"İçtihat Metni"
MAHKEMESİ :Asliye Hukuk Mahkemesi
SAYISI : 2021/531 E., 2022/367 K.
HÜKÜM/KARAR : Kabul
Taraflar arasındaki tescil davasından dolayı yapılan yargılama sonunda, Mahkemece bozma kararına uyularak davanın kabulüne karar verilmiştir.

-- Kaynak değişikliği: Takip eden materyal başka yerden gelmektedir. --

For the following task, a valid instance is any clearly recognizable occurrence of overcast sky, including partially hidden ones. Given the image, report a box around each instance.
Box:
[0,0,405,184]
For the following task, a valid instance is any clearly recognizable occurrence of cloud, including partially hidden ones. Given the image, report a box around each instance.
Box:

Mahkeme kararı davalı ... vekili ve davalı Hazine vekili tarafından temyiz edilmekle; kesinlik, süre, temyiz şartı ve diğer usul eksiklikler yönünden yapılan ön inceleme sonucunda, temyiz dilekçesinin kabulüne karar verildikten ve Tetkik Hâkimi tarafından hazırlanan rapor dinlendikten sonra dosyadaki belgeler incelenip gereği düşünüldü:
I. DAVA
Davacı; ... ada 169 parsel sayılı taşınmazı 30 yılı aşkın süredir nizasız ve fasılasız malik sıfatıyla ekip biçmekte ve meyve bahçesi olarak ağaçların semerelerinden faydalanmakta olduğunu, dava konusu taşınmazının kadastro tespitinde bilmediği sebeplerden dolayı yol olarak tespit edildiğini, dava konusu taşınmazın kenarında patika olarak tek insanın kullanabileceği kadar genişlikte yolun bulunduğu, bu yolun boyutunun kadastro ile tespit edilen yol kadar olmadığını, bu durumun tüm köy halkınca bilindiğini, 187 ada 169 parsel sayılı taşınmazdan kesilerek yol olarak tespit dışı bırakılan taşınmazın yol kaydının iptali ile 187 ada 169 parsele ilave yoluyla adına tapuya kayıt ve tesciline karar verilmesini istemiştir.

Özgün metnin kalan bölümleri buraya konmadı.